By Carol E. Barnwell
6/13/2006

Some of the more than 700 worshipers who gathered of the U2charist in recognition and support of the Millennium Development Goals (MDGs) on the evening of June 13 hold up cell phones during the U2 song "One."  

 
[Episcopal News Service]  The Bob Dylan-inspired "Love Rescue Me" blared from the loudspeakers in the Columbus Renaissance Hotel ballroom as more than 700 worshipers gathered for the U2chairst in recognition and support of the Millennium Development Goals (MDGs) on the evening of June 13.

The louder-than-usual prelude did not deter Episcopalians of all ages from attending a joyous celebration in response to the Episcopal Church embracing the goals set forth by the United Nations: eradicate extreme poverty and hunger, achieve universal primary education, promote gender equality, reduce child mortality, improve maternal health, combat HIV/AIDS, ensure environmental sustainability and create a global partnership for development. 

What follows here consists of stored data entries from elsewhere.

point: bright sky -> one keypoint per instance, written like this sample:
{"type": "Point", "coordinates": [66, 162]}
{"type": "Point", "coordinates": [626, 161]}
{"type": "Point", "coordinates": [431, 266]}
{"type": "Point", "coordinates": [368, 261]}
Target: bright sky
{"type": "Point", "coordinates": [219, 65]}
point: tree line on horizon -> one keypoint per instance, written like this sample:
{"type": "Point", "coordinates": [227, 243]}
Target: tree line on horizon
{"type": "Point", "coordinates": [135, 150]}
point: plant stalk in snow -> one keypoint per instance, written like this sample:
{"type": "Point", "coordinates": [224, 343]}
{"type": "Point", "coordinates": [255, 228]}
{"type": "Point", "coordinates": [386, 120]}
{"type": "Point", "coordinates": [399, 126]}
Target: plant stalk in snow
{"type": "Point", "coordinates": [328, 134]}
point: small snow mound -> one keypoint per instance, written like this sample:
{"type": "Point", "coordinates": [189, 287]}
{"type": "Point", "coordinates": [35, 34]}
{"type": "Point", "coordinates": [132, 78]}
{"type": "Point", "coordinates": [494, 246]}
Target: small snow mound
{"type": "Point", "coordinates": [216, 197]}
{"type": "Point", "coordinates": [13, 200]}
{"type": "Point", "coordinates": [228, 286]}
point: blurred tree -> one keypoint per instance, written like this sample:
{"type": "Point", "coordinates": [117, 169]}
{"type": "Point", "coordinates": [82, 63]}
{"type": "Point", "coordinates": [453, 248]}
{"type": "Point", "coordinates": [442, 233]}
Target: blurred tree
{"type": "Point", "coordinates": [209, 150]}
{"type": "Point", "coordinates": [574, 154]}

The U2charist, which rallies around the MDGs and the ONE Campaign, features the music of the Irish rock band U2 and its lead singer, Bono.

The Rev. Paige Blair, deputy from the Diocese of Maine and an U2charist advocate, said she was "overwhelmed" at the response of the crowd and invited worshippers to let the Holy Spirit move their bodies to the music and move their lives. Participants did just that, on their feet, dancing and clapping to the opening hymn, "Mysterious Ways," which reminded people "to touch is to heal, to hurt is to steal. If you want to kiss the sky, better learn how to kneel…"

The Rt. Rev. Michael Curry, Bishop of North Carolina, challenged the large and enthusiastic group to "be a witness" for Christ. 

"Come to the Christ in those who struggle, to the Christ in those crying out to be cared for, to the Christ in children who must never go to bed hungry again," he called out to loud responses of "Amen!"

He paraphrased the Rt. Rev. Steven Charleston who has said that the most important question Episcopalians will answer is, "What witness will we make?" 

"It is time for us to do something unexpected and wonderful; it is the moment to practice what we preach!" Curry quoted Charleston, to which he received a standing ovation and cheers. 

Curry went on to say that the MDGs were an act of Gospel-based discipleship, "a way for us to discover life again as a Church … a compelling vision of the world God intended from the beginning."

North Carolina Deputy Meg McCann could not agree more. "The MDGs are so important …we have to celebrate them and pray about them," she said.